Dia mengatakan Prancis dan negara-negara UE lainnya sedang berpikir tentang “memiliki situs bersama ke beberapa negara Eropa di mana duta besar atau kuasa usaha kami dapat hadir” di Afghanistan.

Dia menekankan ini tidak akan menandakan pengakuan politik atau dialog politik dengan Taliban.

Di Arab Saudi, Macron bertemu dengan putra mahkota di kota Laut Merah Jeddah, di mana kerajaan tersebut sedang menjadi tuan rumah balapan Formula Satu pertama dan konser pop oleh Justin Bieber, meskipun ada seruan dari kelompok hak asasi untuk memboikot.

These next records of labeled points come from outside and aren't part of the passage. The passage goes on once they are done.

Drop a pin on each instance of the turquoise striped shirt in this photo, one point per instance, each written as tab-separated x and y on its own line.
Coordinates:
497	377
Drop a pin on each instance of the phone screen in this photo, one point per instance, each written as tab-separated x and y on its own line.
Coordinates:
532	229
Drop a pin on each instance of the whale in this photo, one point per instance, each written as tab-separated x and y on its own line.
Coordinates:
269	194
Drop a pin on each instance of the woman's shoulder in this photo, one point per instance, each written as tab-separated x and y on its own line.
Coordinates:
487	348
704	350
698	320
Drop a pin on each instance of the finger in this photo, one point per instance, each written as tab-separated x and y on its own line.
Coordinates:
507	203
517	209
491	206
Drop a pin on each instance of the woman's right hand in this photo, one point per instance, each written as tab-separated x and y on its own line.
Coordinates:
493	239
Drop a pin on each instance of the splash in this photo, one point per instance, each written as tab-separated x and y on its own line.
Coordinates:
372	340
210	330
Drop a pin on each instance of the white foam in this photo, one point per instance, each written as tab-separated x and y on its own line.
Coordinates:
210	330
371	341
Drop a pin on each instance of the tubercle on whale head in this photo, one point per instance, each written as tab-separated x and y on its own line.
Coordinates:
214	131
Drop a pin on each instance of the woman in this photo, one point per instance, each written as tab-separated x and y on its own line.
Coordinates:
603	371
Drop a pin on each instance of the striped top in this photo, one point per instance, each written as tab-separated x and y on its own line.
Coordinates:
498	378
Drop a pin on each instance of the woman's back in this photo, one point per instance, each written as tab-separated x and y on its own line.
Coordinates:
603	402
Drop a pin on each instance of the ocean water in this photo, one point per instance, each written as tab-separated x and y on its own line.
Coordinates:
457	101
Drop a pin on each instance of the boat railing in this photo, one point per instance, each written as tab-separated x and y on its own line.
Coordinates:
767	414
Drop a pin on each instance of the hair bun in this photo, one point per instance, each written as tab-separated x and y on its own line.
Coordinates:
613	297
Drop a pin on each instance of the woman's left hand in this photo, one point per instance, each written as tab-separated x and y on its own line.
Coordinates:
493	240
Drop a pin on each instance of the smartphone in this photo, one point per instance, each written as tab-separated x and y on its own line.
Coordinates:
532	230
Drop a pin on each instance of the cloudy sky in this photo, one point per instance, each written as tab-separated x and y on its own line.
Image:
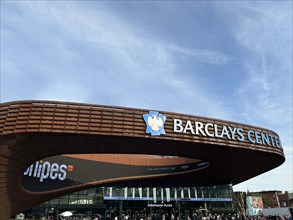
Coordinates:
224	59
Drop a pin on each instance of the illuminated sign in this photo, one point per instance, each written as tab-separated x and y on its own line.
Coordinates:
225	132
155	126
45	170
155	123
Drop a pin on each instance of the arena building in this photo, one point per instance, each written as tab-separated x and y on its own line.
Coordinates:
51	149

Ini adalah dorongan terbaru oleh putra mahkota muda untuk menunjukkan reformasi sosial yang telah dia hadirkan dan dielu-elukan.

Namun, secara bersamaan, sang pangeran juga mempelopori tindakan keras terhadap aktivis dan kritikus hak asasi manusia, yang berpuncak pada pembunuhan penulis Saudi Jamal Khashoggi pada akhir 2018 di Turki, sebuah operasi yang menodai reputasi sang pangeran di luar negeri.

Selama kunjungan Macron ke UEA pada hari Jumat, Prancis mengumumkan bahwa UEA membeli 80 pesawat tempur Rafale yang ditingkatkan dalam kesepakatan senilai 16 miliar euro (£13,6 miliar) yang merupakan kontrak ekspor senjata Prancis terbesar yang pernah ada.

Kesepakatan itu mendapat kritik dari kelompok hak asasi manusia yang prihatin dengan keterlibatan UEA dalam perang di Yaman.